Data-parallel Julia

# Parallel reductions using semidirect products

Solutions to many parallel programming problems can be reduced to a well-designed monoid. As such, interesting parallel solution sometimes require non-trivial monoids. To enrich the repertoire, let us discuss semidirect product; a particularity elegant construction of useful monoids.

  Here, we mainly discuss monoid and monoid actions. However, since one can always turn a semigroup into a monoid by adjoining the identity, the following discussion also applies to semigroups which is more useful than monoid in dynamic languages like Julia.
💡 Note
The code examples here focus on simplicity rather than the performance and actually executing them in parallel. However, it is straightforward to use exactly the same pattern and derive efficient implementations in Julia. See A quick introduction to data parallelism in Julia and Efficient and safe approaches to mutation in data parallelism for the main ingredients required.

## Maximum depth of parentheses

As a motivating example, let us compute the maximum depth of parentheses in a string. Each position of a string has an integer depth which is one more larger (smaller) than the depth of the previous position if the current character is the open parenthesis ( (close parenthesis )). Otherwise the depth is equal to the depth of the previous position. The initial depth is 0. We are interested in the maximum depth of a given string:

string    (  (  (  )  )  (  )  )
depth     1  2  3  2  1  2  1  0
↑
maximum depth

The following code is a Julia program that calculates the maximum depth. It computes the depth of every position using the cumulative sum function cumsum and then take the maximum of it:

parentheses = collect("(((())((()))) ((())))")
increments = ifelse.(parentheses .== '(', +1, ifelse.(parentheses .== ')', -1, 0))
depths = cumsum(increments)
maximum(depths)
5 Both cumsum (prefix sum) and maximum (reduce) can be computed in parallel.

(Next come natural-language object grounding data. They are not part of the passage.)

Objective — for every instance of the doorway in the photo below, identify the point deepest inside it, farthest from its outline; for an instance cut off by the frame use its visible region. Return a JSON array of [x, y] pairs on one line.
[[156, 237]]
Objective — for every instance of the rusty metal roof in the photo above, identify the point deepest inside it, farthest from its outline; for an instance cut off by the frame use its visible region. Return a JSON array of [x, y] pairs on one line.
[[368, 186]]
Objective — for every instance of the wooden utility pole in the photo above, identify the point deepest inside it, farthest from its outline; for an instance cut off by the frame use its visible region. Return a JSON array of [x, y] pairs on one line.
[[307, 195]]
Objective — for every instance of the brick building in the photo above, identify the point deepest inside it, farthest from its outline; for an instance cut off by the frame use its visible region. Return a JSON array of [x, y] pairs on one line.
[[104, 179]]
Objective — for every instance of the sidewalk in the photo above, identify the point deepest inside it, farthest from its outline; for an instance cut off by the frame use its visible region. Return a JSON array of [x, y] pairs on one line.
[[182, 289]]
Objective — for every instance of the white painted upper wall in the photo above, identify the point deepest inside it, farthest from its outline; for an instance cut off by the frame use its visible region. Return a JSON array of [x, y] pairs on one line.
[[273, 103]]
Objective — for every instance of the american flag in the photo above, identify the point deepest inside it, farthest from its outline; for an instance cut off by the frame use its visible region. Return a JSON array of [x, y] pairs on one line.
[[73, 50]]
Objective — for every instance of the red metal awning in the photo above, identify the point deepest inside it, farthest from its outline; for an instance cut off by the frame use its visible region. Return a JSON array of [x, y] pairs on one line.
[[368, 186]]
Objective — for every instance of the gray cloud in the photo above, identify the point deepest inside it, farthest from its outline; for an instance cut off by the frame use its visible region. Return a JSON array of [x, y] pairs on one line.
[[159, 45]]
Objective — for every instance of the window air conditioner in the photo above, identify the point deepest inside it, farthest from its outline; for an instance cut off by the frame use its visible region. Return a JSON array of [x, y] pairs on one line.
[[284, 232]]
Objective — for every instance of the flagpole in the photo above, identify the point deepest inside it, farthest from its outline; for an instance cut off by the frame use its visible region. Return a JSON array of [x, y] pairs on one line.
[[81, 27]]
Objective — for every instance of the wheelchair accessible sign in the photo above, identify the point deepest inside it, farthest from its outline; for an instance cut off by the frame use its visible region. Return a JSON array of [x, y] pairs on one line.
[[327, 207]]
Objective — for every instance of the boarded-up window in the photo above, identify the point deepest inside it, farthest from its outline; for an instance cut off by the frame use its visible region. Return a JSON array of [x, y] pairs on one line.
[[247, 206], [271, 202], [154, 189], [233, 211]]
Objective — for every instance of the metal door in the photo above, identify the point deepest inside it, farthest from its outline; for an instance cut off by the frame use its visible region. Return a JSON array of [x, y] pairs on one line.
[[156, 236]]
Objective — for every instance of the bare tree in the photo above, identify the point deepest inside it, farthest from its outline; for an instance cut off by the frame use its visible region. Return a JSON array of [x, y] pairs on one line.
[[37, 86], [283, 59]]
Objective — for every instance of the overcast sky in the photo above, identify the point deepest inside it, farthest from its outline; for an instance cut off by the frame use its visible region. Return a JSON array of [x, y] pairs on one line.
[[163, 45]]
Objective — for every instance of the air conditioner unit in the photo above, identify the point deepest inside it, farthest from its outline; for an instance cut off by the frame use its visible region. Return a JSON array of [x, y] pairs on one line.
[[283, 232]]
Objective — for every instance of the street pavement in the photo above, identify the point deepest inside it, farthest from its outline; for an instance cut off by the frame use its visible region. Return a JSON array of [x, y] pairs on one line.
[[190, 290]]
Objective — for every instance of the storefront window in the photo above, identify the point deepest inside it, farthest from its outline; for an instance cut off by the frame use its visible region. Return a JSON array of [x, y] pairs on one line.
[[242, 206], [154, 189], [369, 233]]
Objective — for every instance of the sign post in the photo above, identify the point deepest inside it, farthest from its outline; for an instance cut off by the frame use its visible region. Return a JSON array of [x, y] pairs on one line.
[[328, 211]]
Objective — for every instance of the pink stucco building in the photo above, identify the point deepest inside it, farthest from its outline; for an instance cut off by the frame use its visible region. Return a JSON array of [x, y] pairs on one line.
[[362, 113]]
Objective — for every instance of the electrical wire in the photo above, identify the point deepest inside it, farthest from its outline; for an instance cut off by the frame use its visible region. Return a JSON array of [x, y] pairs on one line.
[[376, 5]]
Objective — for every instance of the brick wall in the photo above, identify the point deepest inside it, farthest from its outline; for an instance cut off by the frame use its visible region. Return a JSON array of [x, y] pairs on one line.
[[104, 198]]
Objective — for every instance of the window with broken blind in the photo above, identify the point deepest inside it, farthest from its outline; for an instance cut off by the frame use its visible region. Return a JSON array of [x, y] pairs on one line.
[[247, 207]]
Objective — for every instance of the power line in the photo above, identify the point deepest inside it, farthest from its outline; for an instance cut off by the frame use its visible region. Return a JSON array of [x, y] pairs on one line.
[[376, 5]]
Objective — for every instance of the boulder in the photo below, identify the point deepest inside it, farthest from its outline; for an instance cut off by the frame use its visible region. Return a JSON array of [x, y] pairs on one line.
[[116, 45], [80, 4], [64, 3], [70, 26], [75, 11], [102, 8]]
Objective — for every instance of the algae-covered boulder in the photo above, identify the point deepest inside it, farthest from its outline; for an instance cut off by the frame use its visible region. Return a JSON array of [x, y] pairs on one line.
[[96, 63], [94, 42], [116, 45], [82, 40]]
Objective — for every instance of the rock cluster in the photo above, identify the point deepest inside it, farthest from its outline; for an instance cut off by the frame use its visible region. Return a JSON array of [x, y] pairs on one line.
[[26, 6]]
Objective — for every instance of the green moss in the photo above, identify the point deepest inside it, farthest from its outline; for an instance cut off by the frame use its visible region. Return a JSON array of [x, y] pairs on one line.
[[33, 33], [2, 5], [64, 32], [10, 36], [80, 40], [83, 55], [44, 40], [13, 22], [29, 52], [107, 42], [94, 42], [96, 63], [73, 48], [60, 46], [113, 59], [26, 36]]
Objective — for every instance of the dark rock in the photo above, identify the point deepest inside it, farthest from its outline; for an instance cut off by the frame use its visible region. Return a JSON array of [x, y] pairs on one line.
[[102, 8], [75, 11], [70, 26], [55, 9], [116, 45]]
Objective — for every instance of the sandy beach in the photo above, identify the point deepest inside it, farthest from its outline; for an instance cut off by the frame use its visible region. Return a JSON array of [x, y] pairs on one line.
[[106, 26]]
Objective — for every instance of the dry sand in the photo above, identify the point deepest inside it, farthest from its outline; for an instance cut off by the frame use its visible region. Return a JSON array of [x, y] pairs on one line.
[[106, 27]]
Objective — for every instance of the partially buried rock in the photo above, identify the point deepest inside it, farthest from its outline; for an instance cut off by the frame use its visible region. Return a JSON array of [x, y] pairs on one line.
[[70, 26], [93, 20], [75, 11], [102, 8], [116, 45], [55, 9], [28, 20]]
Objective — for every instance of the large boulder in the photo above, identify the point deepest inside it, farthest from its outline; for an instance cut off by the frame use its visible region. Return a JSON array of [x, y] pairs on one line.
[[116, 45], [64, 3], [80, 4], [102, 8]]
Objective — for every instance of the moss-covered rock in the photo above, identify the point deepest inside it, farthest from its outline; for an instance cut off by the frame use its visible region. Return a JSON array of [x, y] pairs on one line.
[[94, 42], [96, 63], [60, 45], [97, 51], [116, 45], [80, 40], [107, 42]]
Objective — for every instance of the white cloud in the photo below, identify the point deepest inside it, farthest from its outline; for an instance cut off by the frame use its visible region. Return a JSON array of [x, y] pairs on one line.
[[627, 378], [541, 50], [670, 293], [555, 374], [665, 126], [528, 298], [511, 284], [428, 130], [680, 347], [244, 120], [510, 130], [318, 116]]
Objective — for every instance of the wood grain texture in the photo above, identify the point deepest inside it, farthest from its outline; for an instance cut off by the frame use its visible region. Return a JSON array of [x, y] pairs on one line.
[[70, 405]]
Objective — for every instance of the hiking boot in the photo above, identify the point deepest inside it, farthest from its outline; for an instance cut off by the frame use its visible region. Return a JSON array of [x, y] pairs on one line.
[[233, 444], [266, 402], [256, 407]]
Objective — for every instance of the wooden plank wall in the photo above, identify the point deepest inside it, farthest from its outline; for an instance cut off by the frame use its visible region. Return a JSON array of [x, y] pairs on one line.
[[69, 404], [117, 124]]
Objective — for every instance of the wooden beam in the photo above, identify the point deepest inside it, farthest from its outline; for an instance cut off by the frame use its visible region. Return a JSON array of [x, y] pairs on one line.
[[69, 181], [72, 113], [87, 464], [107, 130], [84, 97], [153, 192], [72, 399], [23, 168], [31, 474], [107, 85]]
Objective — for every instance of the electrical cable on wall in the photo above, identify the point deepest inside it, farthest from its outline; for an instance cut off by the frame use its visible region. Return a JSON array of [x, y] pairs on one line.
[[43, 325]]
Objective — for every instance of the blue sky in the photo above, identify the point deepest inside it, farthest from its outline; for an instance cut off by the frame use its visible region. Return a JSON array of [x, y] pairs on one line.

However, it is possible to fuse these operations and compute the maximum depth in one sweep (which is essential for performance). To solve this problem with single-path reduction, we need to find a small set of states "just enough" for combining sub-solutions obtained by solving each chunk of the input. An important observation here is that the "humps" in the depths plot can be easily shifted up and down when combining into the result from preceding (left) string of parentheses. This motivates us to track the maximum and the final (relative) depth of a chunk of the input string. Splitting the above solution into three chunks, we get the following three sub-solutions: Consider chunk 1 and 2. Combining the final depths (d1 and d2) is as easy as summing these two depths. To combine the maximum in each chunk, we need to shift the right maximum m2 by the final depth of the left chunk d1 so that both maximum "candidates" m1 and m2 are compared with respect to the same reference point (i.e., the beginning of the left chunk). Thus, we get the following function for combining the solutions (d1, m1) and (d2, m2) from two consecutive chunks:

function ⊗((d1, m1), (d2, m2))
d = d1 + d2           # total change in depth

m2′ = d1 + m2         # shifting the maximum of the right chunk before comparison
m = max(m1, m2′)      # find the maximum

return (d, m)
end

Given the sub-solutions above

(d1, m1) = (3, 4)
(d2, m2) = (-2, 2)
(d3, m3) = (-1, 3)


we can compute the final result

(d1, m1) ⊗ (d2, m2) ⊗ (d3, m3)
(0, 5)

where the second element of the tuple is the maximum depth. As we will see in the next section, ⊗ is associative. Thus, we can use it as the input to reduce. Observing singleton chunk [x] (where x is -1, 0, or 1) has the trivial solution (x, x) (i.e., the last element of [x] is x and the maximum element of [x] is x), we get the single-sweep reduction to calculate the maximum depth of the parentheses:

mapreduce(x -> (x, x), ⊗, increments)
(0, 5)

Recall that mapreduce can also be computed using the left-fold mapfoldl. By manually inlining the definitions of mapfoldl(x -> (x, x), ⊗, increments), we also obtain the following sequential algorithm:

function maxdepth_seq1(increments)
d1 = m1 = 0
for x in increments
d2 = m2 = x

# Inlining ⊗:
d = d1 + d2
m2′ = d1 + m2
m = max(m1, m2′)

d1 = d
m1 = m
end
return m1
end

Since d1 + d2 and d1 + m2 are equivalent when d2 = m2 = x, we can do "manual Common Subexpression Elimination" to get:

function maxdepth_seq2(increments)
d1 = m1 = 0
for x in increments
d1 = d1 + x
m1 = max(m1, d1)
end
return m1
end

Note that this is the straightforward sequential solution to the original problem. Compilers such as Julia+LLVM may be able to do this "derivation" as a part of optimization in may programs. It is also possible to implement this with sufficiently rich "monoid combinator" frameworks such as Transducers.jl (using next and combine specializations).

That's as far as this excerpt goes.